Gym, what/when/how???

iVillage Member
Registered: 07-20-2004
Gym, what/when/how???
Wed, 04-03-2013 - 2:55pm

Hi there. I am new to this fitness board and have a question. First, I'm an overweight runner, by about 20 lbs. I run anywhere between 20-40 miles per week, depending on what I'm training for, and I usually run 4 days a week. I am overweight because I eat like crap!! But I'm working on it. The next thing I would like to work on is strength training. I would really just like to get toned and healthier all together, along with losing those 20lbs. My question is this. I have no idea when or how often I should go to the gym, or what I'm supposed to do when I get there. I thought if I could post my possible schedule on here that someone could help me work it all out. Keep in mind, I can't reduce the number of days I run right now. I'm doing a half marathon in May. 


Mon: 8-9:15 am- Gym

Tue: 6:30-7:45 am- Gym, 4:00 pm- run (1hr)

Wed: 8-9:15 am-Gym

Thur: 8-9:30 am-Gym, 4:00 pm- run (1hr)

Fri: 8-9 am - Gym, 4:00 pm- run (1hr)


Sun: Long Run (2+ hours)

So I can definitely get to the gym, would I have to go as often as I have listed here, and what body parts do I work on each day? 

I know this question probably seems petty but I'm just clueless when it comes to strength training and going to the gym. I know you're not supposed to work the same muscle groups every day. That's pretty much all I know. Thanks for any info!!! 

iVillage Member
Registered: 03-15-2004
Wed, 04-03-2013 - 7:07pm

Given how much running you're doing, I think you could get away with a full body circuit twice a week.  In order to save time, you can do compound movements (like pairing a bicep curl with a lunge or a shoulder press with a squat).  

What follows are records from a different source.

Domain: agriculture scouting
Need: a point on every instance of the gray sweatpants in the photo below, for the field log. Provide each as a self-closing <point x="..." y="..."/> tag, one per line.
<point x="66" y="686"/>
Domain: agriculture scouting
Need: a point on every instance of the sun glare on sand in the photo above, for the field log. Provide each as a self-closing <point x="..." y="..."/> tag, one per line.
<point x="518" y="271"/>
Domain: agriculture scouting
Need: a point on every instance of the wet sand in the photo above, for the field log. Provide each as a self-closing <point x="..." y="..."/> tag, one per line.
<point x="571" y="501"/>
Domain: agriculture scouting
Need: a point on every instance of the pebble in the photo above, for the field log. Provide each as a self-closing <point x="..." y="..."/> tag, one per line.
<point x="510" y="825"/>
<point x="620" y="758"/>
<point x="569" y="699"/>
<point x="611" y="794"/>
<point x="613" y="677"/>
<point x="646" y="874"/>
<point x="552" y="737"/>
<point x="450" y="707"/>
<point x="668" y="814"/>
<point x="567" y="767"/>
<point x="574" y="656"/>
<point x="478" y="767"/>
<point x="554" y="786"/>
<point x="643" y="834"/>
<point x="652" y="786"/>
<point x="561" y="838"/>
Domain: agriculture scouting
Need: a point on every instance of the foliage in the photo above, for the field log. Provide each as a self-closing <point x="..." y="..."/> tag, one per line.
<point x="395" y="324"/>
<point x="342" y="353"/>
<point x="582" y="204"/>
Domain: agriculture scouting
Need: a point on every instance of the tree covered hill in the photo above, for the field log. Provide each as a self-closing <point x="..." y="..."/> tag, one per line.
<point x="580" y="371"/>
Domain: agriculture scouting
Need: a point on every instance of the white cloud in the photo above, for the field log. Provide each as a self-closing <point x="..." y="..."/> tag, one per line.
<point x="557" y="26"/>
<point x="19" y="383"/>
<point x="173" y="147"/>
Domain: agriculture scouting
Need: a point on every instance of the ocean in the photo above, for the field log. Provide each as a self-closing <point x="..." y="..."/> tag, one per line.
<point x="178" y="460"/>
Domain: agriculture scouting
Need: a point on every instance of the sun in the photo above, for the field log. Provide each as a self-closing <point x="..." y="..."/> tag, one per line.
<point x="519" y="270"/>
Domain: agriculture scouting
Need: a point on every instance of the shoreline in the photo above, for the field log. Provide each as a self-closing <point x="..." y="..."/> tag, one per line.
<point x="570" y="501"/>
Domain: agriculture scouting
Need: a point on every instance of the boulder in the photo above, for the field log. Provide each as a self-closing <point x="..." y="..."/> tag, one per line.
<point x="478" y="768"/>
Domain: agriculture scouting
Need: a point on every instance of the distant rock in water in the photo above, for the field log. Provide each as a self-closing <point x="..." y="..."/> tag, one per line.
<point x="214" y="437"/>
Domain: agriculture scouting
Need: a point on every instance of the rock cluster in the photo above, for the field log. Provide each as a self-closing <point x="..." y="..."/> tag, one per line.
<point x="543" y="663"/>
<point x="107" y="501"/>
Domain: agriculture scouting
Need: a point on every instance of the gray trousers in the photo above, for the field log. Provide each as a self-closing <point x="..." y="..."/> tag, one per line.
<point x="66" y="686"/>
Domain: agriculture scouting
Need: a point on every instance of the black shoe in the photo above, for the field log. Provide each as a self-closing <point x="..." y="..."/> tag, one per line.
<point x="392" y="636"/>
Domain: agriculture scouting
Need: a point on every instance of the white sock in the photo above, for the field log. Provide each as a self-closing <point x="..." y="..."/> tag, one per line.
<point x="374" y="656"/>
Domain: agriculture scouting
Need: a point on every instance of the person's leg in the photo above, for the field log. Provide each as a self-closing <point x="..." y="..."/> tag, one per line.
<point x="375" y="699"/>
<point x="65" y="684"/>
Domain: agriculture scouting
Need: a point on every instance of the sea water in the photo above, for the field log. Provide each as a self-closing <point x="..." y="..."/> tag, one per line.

I would also add in one more rest day to give your body enough time to recover.  You current schedule looks like you might be overtraining. 

Hope that helps.  :) 

iVillage Member
Registered: 05-08-2006
Wed, 04-03-2013 - 7:49pm
Others here are personal trainers, so you will get professional advice from them. I am an amateur....but lifting is the core of my program. I lift on a three day split. One day I do exercises for Chet and back -chest press with bars and dumbbells, flies with dumbbells, Deadlifts, assisted pulls, rows, lT pull down. I do three chest and three back exercises each time, and include at leadtone one 'pull' and one 'push' . The second day, I do legs - squats, leg press, lunges, leg lift, ham string curl. The third day I do shoulders, bis, tris. Shoulder press, side raises, skull crushers, tricep extensions, bicep curls. I alternate bars, dumbbells and cables. I do three sets of most things, in 15/12/10 reps. I do a 10 minute bike warmup most days, and finish with abs.
Community Leader
Registered: 04-05-2002
Thu, 04-04-2013 - 7:53am

Welcome!  Are you doing an speed work, like interval traiining or tempo runs? What I normally do, and recommend for cilents is to incorporate the two.  Do a sprint of 2-4 minutes (whatever the plan says) and instead of jogging to recover, lift w/ upper body (eg do chest/back; bi/tri; shoulders; abs/lower back).  Sprint again and do the same muscle groups.  Do that 2-3 times per muscle groups.  For the other day, do it on tempo run days so run and then lift, same exercises.  

If you're not doing speed work, you can do as kel recommended but make sure not to do leg work the day before or after your long run.  If you need ideas, just ask!

Community Leader
Registered: 09-25-2003
Wed, 04-10-2013 - 9:18am
Wow. You are dedicated to your gym workouts, and that is GREaT! Have you thought about journaling your food intake, as well? I found that keeping a journal (see the posts a couple topics down) had a tremendous effect on my weight, even though I don't weigh myself anymore. :O. I didn't realize how much snacking on bad, processed foods I was taking in. By journaling everything you eat, you might find it to be hindering your weight loss. I have also been reading books in nutrition..."The Beauty Detox Diet" was my first book, that references some clinical studies along with specific clients that the author worked with. Dr. Weill is also an advocate for nutrition as medicine, and it has a HUGE effect on our physiological and emotional sate. Just "food for thought", pun intended.